Mavi e il 2025 da solista tra inediti e nuove avventure
Bella e talentuosa, la napoletana Mavi è stata tra le voci di punta di Scugnizzi e poi su Rai2 di Made in Sud: come l’ha cambiata l’esibizione al Maradona con Geolier
Cantare per Mavi è un destino: ne è sempre stata convinta e lo ha seguito con tenacia e caparbietà fin da ragazzina.
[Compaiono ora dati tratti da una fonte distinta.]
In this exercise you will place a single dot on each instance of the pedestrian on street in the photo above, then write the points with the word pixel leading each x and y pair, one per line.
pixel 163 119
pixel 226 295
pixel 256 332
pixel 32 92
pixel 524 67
Ha iniziato cantando di nascosto, per superare il divieto della famiglia che voleva per lei un percorso tranquillo di scuola e università. Il primo riconoscimento è arrivato alle selezioni per “Scugnizzi” che l’hanno vista entrare nella ristretta cerchia dei 12 selezionati su circa 4mila candidati. Quindi, dopo Scugnizzi, Mavi si è fatta notare per la sua voce in Made in Sud, sulla Rai.
La forza del Maradona
Il pubblico impara a conoscerla e ad apprezzarla attraverso le cover: “Per tanto tempo sono state la mia comfort zone – spiega lei con un sorriso aperto che conquista – Oggi sono cresciuta e mi sento pronta a interpretare brani miei”.
“La forza – spiega Mavi a Napulè Radio – me l’ha data il grande pubblico dello stadio Diego Armando Maradona, dove Geolier mi ha invitata per eseguire il ritornello del suo Emirates: un pubblico nuovo, dal vivo, con tre sold out, che mi ha dato un’enorme carica di energia”.
“Cantare in napoletano per me è un onore”
Il nuovo percorso artistico di Mavi coincide con l’inizio del 2025 ed è segnato da “Aropp e te”, scritto per lei da Antonio Brugnano e curato nella produzione da Max D’Ambra con composizione musicale di Gianluca Brugnano e chitarre di Daniele Palladino.
“Il napoletano resterà la cifra che contraddistingue il mio stile artistico. La lingua napoletana è un patrimonio prezioso, capace di dare grandissima forza evocativa alle parole. Cantare in napoletano è un onore”, dice a Napulè Radio.